NB: we know that there are far more worthy heroes than those listed here - doctors, nurses, aid workers, Franck Sauzee, etc. Similarly, murderers, rapists and dictators are indisputably far greater villains. This column does not deal with them. It is designed to honour those who have caused surprise by their actions in the past week.

Hero: Stevie Crawford

As a member of the Dunfermline squad, Stevie Crawford is probably not flavour of the month with most Celtic fans. However the striker performed heroics at Tynecastle this week when he scored early in Scotland's game with New Zealand allowing us to romp home against these footballing minnows.

Err, hang on a minute.

That should read: "Stevie Crawford scored early allowing Scotland to hang on grimly for a draw with a team 13 points above us in the FIFA rankings."

OK, it's not very heroic but very few heroes dot the desolate landscape of Scottish football. Any success should be seized on.

Villain: Donald Rumsfeld

Say what you like about Tony Blair, he sticks to his guns. He loyally stood by the Americans when they insisted that we needed to go to war with Iraq to rid it of weapons of mass destruction.

That famous smile did not waiver while weaker voices said "Maybe we should let the UN do it" or "No-one else in the world thinks this is a good idea" or "Hey, eedjit features, that cretin Bush is a lying war-mongerer whose stupidity is matched only by his slavering desire to do the blood-stained will of his pappy's oil buddies and old pals from the CIA."

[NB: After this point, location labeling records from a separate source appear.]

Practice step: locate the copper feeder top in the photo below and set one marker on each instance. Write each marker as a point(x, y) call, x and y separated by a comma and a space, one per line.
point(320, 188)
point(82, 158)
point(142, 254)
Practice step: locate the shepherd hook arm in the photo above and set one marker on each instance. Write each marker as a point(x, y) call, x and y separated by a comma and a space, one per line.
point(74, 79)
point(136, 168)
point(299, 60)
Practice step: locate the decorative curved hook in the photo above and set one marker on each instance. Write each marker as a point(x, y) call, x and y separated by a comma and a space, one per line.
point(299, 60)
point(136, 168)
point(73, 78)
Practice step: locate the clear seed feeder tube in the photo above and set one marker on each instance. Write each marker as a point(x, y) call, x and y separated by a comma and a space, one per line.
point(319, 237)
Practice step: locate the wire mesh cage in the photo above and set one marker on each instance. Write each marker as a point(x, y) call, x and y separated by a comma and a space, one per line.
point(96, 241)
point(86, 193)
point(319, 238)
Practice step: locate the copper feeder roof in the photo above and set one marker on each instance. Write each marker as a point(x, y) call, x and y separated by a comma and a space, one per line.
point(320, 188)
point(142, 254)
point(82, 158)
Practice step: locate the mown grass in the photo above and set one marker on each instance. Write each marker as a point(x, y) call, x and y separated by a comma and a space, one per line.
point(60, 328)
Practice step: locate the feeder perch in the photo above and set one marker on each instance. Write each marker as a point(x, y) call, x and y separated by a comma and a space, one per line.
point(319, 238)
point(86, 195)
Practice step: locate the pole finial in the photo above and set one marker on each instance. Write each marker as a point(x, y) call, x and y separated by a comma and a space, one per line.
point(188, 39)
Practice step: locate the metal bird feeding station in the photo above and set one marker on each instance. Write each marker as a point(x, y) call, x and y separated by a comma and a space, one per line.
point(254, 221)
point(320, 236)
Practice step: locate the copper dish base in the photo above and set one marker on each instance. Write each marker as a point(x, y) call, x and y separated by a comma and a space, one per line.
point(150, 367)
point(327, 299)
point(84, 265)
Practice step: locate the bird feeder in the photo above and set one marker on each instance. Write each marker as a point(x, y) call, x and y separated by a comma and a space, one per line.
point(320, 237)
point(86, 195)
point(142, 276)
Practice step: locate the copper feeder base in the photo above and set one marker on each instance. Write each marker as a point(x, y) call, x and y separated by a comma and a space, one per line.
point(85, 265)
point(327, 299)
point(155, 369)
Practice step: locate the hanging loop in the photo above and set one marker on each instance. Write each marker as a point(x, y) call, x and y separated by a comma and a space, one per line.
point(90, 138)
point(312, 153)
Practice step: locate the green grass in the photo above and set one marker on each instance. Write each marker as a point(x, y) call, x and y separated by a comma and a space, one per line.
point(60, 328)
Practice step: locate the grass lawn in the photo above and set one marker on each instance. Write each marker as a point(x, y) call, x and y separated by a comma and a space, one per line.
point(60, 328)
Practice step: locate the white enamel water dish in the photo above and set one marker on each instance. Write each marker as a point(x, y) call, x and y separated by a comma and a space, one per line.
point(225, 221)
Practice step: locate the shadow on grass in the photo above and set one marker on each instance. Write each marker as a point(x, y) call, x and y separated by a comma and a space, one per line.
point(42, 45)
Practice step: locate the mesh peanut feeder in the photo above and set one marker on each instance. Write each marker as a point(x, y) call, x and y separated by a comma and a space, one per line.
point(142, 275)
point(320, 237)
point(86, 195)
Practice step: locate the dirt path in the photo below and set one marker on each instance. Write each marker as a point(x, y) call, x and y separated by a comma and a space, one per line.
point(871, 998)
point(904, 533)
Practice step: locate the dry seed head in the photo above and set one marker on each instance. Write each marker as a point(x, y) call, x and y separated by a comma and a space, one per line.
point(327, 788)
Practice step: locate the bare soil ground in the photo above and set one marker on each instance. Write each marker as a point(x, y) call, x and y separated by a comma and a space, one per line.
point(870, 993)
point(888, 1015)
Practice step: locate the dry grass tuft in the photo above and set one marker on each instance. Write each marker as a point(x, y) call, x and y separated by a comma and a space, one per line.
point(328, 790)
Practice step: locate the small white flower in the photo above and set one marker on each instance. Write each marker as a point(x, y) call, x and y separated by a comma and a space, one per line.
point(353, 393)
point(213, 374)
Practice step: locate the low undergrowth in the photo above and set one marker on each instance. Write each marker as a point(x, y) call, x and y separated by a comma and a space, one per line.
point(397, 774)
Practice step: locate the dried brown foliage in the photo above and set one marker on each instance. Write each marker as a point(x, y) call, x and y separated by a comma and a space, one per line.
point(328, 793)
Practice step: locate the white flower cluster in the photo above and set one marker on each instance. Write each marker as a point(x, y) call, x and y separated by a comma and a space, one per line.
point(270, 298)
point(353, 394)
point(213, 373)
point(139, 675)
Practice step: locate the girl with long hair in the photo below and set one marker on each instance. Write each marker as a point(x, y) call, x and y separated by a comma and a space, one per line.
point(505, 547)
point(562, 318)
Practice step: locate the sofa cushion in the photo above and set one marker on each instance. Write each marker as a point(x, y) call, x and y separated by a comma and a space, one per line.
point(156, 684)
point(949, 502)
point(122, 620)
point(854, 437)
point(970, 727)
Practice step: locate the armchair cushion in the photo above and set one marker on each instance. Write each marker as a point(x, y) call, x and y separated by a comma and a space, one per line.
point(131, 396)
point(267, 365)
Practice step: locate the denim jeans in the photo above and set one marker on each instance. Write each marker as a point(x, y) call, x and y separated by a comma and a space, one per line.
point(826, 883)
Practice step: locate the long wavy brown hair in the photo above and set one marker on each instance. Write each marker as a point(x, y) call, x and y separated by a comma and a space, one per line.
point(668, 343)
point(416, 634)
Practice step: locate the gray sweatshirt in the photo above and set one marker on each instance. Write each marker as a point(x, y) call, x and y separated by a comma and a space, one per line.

No. Tony was steadfast. He knew there were weapons of mass destruction in Iraq. His friends the Americans said so.

Well, they ain't saying that now and Tony's been left holding the furry end of the lollipop.

It was Donald Rumsfeld who firmly parked the loyal (but obviously disposable) Tony up the creek when he told the Council on Foreign Relations that WMDs may never be found in Iraq. The US defence secretary offered the extremely plausible explanation that the Iraqis may have destroyed these, the most powerful weapons in their arsenal, shortly before the imminent Coalition invasion.

Other countries might be embarrassed by the non-appearance of their causus belli after such a controversial war, but not the Americans. They don't give a damn. In fact they'are already making plans for Iran. (It's the easiest country for George Dubya to get his head round. You only have to change one letter after all.)

But the jungle drums are already beating in Tony's back yard. Thanks Donald!

Oddest story of the week: World's oldest person

Habib Miyan of Jaipur has emerged as the most likely candidate for "the world's oldest person". According to his pension book he was born on 20 May 1878.

To put that date in context, that was the year that the electric lamp was invented. Mr Miyan was already 25 when the first powered flight took place. He was 36 when the First World War started. He was an impressive 91 when Man first walked on the moon.

What's odd about this is that Mr Miyan does not drink or smoke unlike other high profile very aged persons. Jeanne Calment, a Frenchwoman who died at the age of 122, boasted that she ate two pounds of chocolate a week, drank port and smoked cigarettes.

By shunning such unhealthy practices, Mr Miyan has gained an extra three years on Mme Calment. But who'd want them?